PolskaPozew ministerstwa przeciw o.Rydzykowi - w prokuraturze

Pozew ministerstwa przeciw o.Rydzykowi - w prokuraturze

Do warszawskiej Prokuratury Okręgowej dotarło zawiadomienie ministerstwa środowiska o podejrzeniu popełnienia przestępstwa przez Narodowy Fundusz Ochrony Środowiska i Gospodarki Wodnej przy przygotowywaniu dokumentacji na fundusze dla fundacji "Lux Veritatis".

Pozew ministerstwa przeciw o.Rydzykowi - w prokuraturze
Źródło zdjęć: © AFP

15.01.2008 | aktual.: 15.01.2008 17:57

Rzeczniczka warszawskiej Prokuratury Okręgowej Katarzyna Szeska powiedziała, że doniesienie jest analizowane przez prokuratorów. Prokuratorzy zapoznają się z treścią zawiadomienia i dokumentami załączonymi do niego przez ministerstwo.

Rzeczniczka ministerstwa środowiska Elżbieta Strucka wyjaśniła, że przy podpisywaniu umowy między fundacją związaną z o. Tadeuszem Rydzykiem a Narodowym Funduszem Ochrony Środowiska zabrakło m.in. wymaganych informacji o wkładzie własnym fundacji. Podkreślała, że "powstały wątpliwości co do tej umowy oraz pewne podejrzenia co do ewentualnego fałszowania tego dokumentu".

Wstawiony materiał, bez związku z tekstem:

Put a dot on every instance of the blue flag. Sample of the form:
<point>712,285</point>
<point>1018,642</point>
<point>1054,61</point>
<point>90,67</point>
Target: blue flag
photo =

Dodała, że zawiadomienie do prokuratury jest "własną inicjatywą i własnym działaniem Ministerstwa Środowiska".

Narodowy Fundusz Ochrony Środowiska przyznał 27 mln zł związanej z o. Tadeuszem Rydzykiem fundacji "Lux Veritatis" na poszukiwanie złóż wód geotermalnych na terenie Torunia. Mają one ogrzewać kompleks akademicki toruńskiej uczelni o. Rydzyka.

W poniedziałek "Wprost" podał, że szczegóły sprawy od kilku dni zna premier Donald Tusk i to on miał podjąć ostateczną decyzję o złożeniu zawiadomienia do prokuratury.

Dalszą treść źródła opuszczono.